AMONG THE MANY ETHIOPIANS who attained to high power in eastern India was Malik Andeel, possibly the greatest of their number. Born a slave, he ultimately became commander-in-chief of the armies of the rich and potent kingdom of Bengal under the rule of Sultan Futteh Khan, and was later sultan himself.

In the course of a rebellion in 1473 Futteh Khan was killed. The throne was seized by Bareek, chief eunuch, who compelled Malik Andeel to take an oath of allegiance promising that he would never attack him "whilst he was on the throne."

Malik Andeel, however, cherished plans of becoming sultan. Ingratiating himself into the favor of Bareek until he had won his complete confidence and was permitted to come and go in the palace at will, he conspired with Bareek's attendant, another Negro eunuch.

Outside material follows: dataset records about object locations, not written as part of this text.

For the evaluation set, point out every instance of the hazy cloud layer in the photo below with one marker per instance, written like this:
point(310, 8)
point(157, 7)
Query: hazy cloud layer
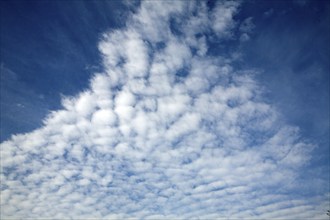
point(166, 131)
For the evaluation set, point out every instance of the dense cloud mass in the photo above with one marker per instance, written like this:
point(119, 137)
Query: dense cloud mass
point(166, 131)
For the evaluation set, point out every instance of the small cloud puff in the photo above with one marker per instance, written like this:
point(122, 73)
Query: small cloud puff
point(145, 142)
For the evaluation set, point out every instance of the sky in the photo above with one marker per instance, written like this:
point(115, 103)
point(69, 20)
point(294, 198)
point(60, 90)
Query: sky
point(165, 109)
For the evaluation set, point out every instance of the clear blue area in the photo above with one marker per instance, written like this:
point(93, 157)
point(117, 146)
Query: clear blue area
point(49, 49)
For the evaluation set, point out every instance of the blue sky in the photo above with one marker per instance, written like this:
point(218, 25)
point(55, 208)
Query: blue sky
point(159, 109)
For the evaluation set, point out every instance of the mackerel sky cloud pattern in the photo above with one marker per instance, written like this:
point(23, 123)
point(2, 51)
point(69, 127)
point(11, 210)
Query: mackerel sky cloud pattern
point(167, 130)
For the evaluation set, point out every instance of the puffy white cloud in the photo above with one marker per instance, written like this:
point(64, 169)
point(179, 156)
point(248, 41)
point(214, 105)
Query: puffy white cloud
point(145, 142)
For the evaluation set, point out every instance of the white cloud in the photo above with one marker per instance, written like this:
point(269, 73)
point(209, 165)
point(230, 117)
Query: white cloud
point(144, 142)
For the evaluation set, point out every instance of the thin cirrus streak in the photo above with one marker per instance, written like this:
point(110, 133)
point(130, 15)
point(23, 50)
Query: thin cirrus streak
point(166, 131)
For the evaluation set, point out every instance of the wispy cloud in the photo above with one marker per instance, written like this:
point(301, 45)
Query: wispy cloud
point(165, 131)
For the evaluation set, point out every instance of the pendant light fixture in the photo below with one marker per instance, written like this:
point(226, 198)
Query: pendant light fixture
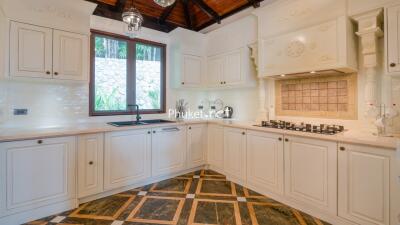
point(164, 3)
point(134, 19)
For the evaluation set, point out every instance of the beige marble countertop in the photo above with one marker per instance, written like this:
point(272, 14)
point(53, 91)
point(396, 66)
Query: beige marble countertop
point(350, 136)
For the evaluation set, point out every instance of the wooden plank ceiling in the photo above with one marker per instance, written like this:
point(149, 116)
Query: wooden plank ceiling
point(190, 14)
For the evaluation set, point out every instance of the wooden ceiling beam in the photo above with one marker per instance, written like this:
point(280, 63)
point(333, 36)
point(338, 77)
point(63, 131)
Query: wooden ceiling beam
point(208, 10)
point(103, 10)
point(188, 17)
point(167, 11)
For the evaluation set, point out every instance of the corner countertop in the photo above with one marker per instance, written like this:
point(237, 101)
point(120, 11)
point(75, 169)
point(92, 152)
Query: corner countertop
point(349, 136)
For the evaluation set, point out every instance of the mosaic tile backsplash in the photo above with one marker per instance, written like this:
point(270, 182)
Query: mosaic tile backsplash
point(316, 96)
point(325, 97)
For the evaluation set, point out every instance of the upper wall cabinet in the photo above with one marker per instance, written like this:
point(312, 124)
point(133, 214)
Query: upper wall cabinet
point(187, 50)
point(231, 69)
point(393, 49)
point(47, 53)
point(308, 50)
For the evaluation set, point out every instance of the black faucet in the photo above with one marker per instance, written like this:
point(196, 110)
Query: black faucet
point(137, 112)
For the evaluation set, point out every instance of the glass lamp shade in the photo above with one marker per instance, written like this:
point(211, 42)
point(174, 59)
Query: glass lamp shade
point(164, 3)
point(133, 18)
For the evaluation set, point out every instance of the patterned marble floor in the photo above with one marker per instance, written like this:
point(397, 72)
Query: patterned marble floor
point(202, 197)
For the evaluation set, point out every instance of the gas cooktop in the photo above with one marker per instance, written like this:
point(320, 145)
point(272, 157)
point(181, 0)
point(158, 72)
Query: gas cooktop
point(303, 127)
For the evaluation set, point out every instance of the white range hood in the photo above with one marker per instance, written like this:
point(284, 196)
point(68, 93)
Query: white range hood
point(323, 49)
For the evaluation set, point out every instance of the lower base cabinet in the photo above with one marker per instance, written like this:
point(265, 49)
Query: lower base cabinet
point(235, 154)
point(127, 158)
point(196, 145)
point(215, 155)
point(265, 161)
point(90, 164)
point(365, 185)
point(36, 173)
point(168, 150)
point(311, 173)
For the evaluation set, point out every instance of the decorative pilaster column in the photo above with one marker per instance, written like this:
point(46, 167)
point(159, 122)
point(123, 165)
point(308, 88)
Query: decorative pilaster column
point(369, 31)
point(262, 111)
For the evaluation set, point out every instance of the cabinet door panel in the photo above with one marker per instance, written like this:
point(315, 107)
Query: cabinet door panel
point(168, 150)
point(38, 174)
point(192, 70)
point(215, 67)
point(235, 153)
point(70, 55)
point(265, 161)
point(197, 142)
point(127, 158)
point(364, 185)
point(311, 172)
point(30, 51)
point(394, 39)
point(90, 164)
point(233, 68)
point(216, 146)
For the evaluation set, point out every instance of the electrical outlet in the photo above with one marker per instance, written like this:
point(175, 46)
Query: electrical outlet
point(20, 112)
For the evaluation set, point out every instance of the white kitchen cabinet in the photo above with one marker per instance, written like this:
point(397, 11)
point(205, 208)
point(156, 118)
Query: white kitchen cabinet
point(47, 53)
point(127, 158)
point(196, 145)
point(215, 66)
point(365, 185)
point(307, 50)
point(265, 161)
point(36, 173)
point(231, 69)
point(393, 39)
point(70, 54)
point(235, 154)
point(216, 147)
point(192, 71)
point(168, 150)
point(90, 164)
point(311, 173)
point(31, 51)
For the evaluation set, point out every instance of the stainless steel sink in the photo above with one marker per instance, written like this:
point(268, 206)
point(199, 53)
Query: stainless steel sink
point(140, 123)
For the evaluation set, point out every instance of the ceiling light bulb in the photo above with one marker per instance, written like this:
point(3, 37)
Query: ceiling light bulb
point(164, 3)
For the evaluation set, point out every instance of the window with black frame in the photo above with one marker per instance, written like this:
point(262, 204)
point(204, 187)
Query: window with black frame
point(126, 72)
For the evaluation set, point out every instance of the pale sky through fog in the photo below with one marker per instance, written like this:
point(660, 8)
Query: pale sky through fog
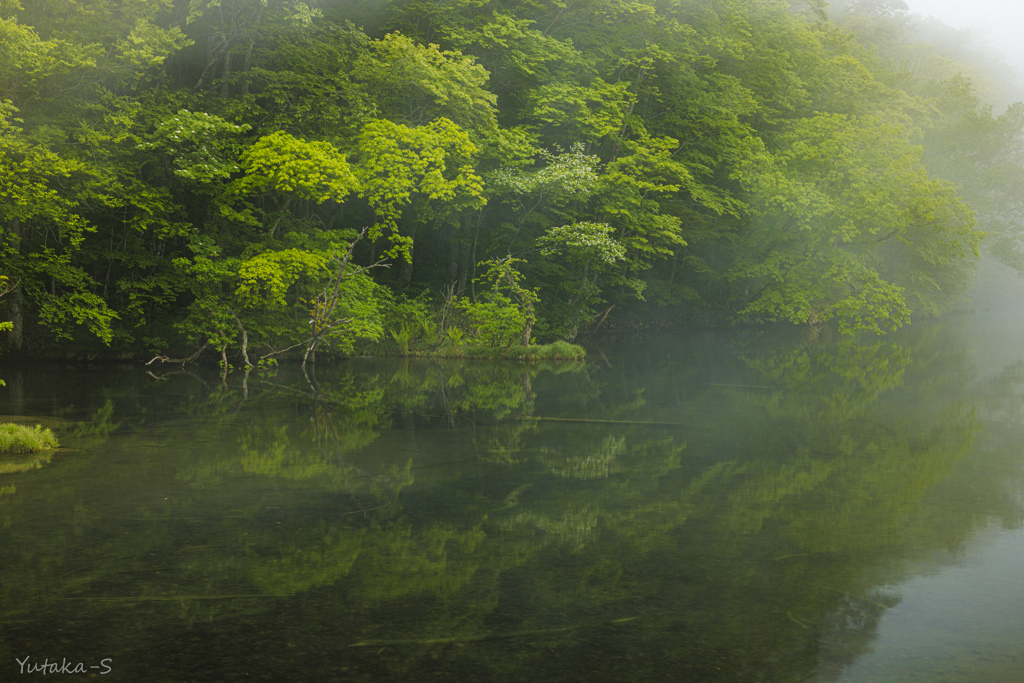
point(998, 23)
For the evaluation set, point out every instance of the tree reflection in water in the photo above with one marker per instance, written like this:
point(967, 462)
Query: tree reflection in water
point(718, 507)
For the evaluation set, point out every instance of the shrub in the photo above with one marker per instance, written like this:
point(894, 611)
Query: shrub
point(18, 438)
point(494, 323)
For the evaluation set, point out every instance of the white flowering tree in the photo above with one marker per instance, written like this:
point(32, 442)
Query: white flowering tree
point(587, 252)
point(567, 176)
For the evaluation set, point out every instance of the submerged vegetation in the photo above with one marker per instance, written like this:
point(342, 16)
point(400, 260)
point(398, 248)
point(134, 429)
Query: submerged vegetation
point(256, 178)
point(19, 438)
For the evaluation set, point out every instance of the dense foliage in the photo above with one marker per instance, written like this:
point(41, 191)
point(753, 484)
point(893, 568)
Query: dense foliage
point(178, 175)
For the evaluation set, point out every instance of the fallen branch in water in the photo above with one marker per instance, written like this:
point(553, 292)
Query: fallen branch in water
point(164, 358)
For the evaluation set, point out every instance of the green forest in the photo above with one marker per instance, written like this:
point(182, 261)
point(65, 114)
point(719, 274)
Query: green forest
point(255, 179)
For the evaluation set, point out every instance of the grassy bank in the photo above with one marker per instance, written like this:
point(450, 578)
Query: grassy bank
point(18, 438)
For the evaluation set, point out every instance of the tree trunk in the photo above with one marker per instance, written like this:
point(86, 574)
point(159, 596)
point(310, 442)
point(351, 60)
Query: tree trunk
point(529, 326)
point(225, 77)
point(15, 338)
point(406, 272)
point(16, 335)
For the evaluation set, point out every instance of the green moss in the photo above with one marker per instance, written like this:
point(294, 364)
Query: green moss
point(18, 438)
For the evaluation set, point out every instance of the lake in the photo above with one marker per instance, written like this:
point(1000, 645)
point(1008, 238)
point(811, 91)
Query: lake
point(714, 506)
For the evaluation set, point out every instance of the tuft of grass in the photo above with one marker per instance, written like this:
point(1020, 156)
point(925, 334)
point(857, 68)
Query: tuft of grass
point(18, 438)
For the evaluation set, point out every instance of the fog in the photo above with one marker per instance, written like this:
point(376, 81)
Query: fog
point(996, 24)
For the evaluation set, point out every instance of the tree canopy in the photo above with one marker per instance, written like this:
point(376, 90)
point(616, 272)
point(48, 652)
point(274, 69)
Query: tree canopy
point(176, 175)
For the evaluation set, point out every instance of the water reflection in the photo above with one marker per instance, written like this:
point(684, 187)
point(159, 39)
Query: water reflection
point(716, 508)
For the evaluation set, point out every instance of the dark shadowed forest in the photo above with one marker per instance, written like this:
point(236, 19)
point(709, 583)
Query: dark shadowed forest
point(261, 178)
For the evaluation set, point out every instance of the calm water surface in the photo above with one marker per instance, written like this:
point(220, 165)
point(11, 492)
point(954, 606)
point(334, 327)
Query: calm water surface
point(708, 507)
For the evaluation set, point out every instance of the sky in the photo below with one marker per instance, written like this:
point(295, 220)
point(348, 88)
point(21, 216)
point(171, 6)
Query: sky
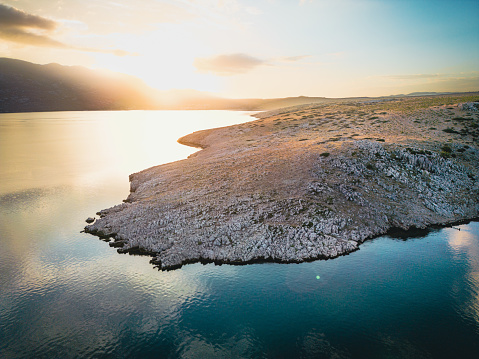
point(256, 48)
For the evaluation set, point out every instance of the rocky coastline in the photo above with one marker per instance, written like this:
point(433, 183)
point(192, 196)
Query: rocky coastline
point(304, 183)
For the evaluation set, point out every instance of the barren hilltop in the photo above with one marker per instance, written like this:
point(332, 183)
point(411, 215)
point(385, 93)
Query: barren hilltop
point(305, 182)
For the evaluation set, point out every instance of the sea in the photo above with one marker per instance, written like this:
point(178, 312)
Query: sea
point(67, 294)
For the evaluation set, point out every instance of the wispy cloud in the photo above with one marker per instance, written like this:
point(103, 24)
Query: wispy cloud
point(11, 17)
point(294, 58)
point(414, 77)
point(28, 29)
point(21, 27)
point(227, 65)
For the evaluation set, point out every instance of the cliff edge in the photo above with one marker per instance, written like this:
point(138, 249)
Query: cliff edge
point(307, 182)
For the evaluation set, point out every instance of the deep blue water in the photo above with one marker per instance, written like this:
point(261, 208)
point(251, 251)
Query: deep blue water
point(66, 294)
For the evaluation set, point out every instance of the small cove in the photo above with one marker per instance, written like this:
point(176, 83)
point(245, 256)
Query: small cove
point(66, 294)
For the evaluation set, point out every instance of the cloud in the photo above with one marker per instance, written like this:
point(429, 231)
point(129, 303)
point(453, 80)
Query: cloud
point(11, 17)
point(413, 77)
point(27, 29)
point(21, 27)
point(294, 58)
point(227, 65)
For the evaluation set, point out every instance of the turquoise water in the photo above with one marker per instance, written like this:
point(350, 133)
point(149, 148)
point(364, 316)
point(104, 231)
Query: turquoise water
point(66, 294)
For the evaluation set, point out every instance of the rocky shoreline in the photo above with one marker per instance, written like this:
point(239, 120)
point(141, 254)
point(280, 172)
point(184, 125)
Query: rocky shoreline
point(304, 183)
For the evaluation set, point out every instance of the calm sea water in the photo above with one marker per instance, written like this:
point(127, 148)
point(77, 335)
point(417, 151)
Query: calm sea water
point(65, 294)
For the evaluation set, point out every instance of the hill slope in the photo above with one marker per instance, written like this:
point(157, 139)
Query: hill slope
point(27, 87)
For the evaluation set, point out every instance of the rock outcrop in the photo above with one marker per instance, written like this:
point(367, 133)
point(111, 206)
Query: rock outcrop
point(304, 183)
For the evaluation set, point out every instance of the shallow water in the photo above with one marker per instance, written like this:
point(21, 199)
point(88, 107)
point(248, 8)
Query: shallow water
point(66, 294)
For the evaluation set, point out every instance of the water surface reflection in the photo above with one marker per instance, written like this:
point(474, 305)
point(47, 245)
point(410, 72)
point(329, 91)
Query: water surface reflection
point(66, 294)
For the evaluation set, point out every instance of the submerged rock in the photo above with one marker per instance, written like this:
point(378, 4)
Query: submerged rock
point(265, 191)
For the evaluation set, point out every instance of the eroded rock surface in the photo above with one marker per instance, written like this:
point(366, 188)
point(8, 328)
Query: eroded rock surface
point(304, 183)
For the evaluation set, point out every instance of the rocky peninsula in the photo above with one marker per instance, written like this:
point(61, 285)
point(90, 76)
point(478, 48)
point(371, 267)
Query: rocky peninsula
point(305, 182)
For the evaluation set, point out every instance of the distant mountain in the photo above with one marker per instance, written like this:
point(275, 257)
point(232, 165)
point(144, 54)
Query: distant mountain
point(28, 87)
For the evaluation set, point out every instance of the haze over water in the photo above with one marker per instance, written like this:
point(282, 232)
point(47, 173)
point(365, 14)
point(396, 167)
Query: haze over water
point(66, 294)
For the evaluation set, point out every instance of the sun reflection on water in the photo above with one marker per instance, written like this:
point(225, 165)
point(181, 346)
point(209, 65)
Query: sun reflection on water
point(465, 243)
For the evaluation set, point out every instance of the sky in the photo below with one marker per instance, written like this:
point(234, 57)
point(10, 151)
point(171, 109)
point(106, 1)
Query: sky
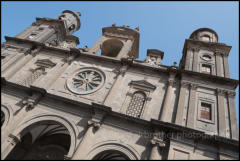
point(162, 25)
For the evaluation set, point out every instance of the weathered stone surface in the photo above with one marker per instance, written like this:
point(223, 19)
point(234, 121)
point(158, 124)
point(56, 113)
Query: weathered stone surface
point(60, 102)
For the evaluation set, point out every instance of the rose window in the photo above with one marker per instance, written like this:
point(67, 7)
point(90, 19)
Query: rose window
point(86, 81)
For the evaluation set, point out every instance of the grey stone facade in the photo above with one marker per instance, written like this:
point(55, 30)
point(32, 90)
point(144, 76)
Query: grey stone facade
point(63, 102)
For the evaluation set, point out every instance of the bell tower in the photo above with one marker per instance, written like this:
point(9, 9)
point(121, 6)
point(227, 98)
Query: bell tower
point(118, 42)
point(203, 53)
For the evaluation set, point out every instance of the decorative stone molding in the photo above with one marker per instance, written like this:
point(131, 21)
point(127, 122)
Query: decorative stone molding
point(193, 86)
point(195, 48)
point(28, 104)
point(45, 63)
point(185, 84)
point(158, 141)
point(66, 157)
point(171, 82)
point(13, 139)
point(143, 84)
point(221, 91)
point(231, 93)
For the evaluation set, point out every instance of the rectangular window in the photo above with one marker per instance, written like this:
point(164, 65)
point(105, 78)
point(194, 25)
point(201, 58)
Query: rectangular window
point(206, 69)
point(205, 111)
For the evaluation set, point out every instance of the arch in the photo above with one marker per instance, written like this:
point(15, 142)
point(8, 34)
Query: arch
point(113, 145)
point(8, 114)
point(22, 128)
point(111, 47)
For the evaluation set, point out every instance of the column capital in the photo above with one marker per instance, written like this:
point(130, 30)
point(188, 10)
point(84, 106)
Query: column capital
point(194, 48)
point(221, 91)
point(231, 94)
point(158, 142)
point(171, 82)
point(13, 139)
point(193, 86)
point(96, 125)
point(185, 84)
point(219, 52)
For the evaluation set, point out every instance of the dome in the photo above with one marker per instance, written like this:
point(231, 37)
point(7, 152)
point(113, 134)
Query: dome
point(204, 34)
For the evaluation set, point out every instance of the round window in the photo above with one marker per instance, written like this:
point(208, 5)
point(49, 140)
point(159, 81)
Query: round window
point(85, 81)
point(206, 57)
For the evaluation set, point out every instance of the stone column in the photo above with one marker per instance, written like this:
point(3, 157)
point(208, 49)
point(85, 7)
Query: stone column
point(195, 59)
point(191, 107)
point(221, 113)
point(125, 49)
point(92, 127)
point(226, 66)
point(120, 75)
point(233, 116)
point(181, 102)
point(8, 145)
point(189, 60)
point(168, 98)
point(96, 46)
point(157, 147)
point(218, 65)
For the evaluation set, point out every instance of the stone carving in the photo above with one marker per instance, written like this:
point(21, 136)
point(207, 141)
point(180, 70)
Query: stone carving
point(85, 81)
point(221, 91)
point(13, 139)
point(136, 105)
point(143, 84)
point(45, 63)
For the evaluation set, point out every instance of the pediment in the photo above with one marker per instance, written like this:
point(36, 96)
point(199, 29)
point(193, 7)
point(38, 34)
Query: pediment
point(45, 63)
point(144, 84)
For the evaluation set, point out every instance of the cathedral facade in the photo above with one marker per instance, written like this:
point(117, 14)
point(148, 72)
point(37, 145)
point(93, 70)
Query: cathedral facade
point(63, 102)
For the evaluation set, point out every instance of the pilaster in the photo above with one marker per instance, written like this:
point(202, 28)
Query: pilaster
point(232, 115)
point(192, 107)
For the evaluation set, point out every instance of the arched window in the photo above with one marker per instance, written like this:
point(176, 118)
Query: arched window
point(2, 118)
point(206, 57)
point(205, 38)
point(206, 69)
point(136, 105)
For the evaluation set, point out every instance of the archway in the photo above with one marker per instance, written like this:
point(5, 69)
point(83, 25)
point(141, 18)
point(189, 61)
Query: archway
point(111, 155)
point(44, 140)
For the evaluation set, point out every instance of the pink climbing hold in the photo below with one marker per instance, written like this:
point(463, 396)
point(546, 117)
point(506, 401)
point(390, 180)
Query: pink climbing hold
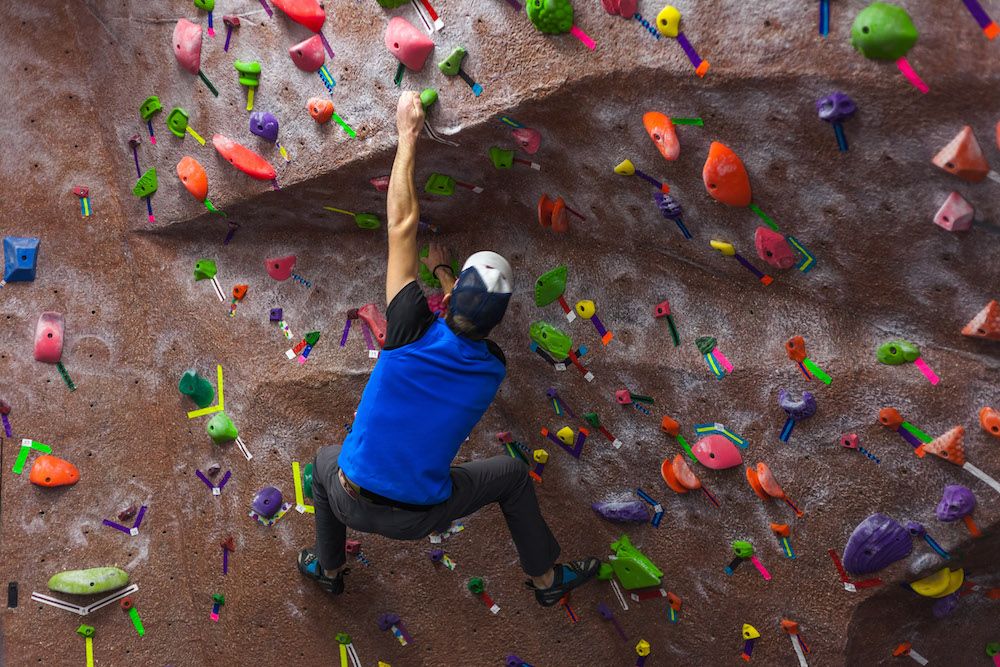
point(243, 158)
point(955, 214)
point(187, 45)
point(773, 248)
point(308, 56)
point(280, 268)
point(410, 46)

The plan was to get Bareek thoroughly drunk, and when this was achieved, Malik Andeel was called. Malik found the intoxicated Bareek lolling on a chair, not upon the throne, and taking advantage of the occasion he construed this as a condition not covered by his oath, and stabbed the sultan. Bareek, however, was large and powerfully built, and in the rough and tumble fight that followed might have beaten Malik Andeel had not the latter's attendants come to his rescue. Even then they did not know where to strike as the room was pitch dark, the lights having been extinguished in the scuffle, but Malik Andeel:l, who was underneath and covered by the sultan's huge body, ordered them to stab. Bareek was hacked to pieces and Malik Andeel emerged unhurt.

Malik Andeel was then elected sultan by the people of Bengal with the official title of Feroze Shah. He was an able ruler. His Ethiopian compatriots backed him so effectively that none of the white Turkish or Afghan chiefs dared to rebel against him.

Malik Andeel was noted for his generosity. On one occasion he ordered that a sum of money be distributed among the poor, which his ministers thought to be far too much. To impress this upon him they heaped up the money in a room through which the sultan was bound to pass. Learning of the intent, Malik Andeel said when he saw it, "Is that all? Double it!"

After a peaceful reign of thirteen years Malik Andeel died in 1494. He was succeeded by his son Mdahrratad. The remains of a mosque, a minaret, and a reservoir built by Malik Andeel were still in evidence in 1813, according too Stewart, who commented that Malik Andeel governed with "strict justice and munificent liberality.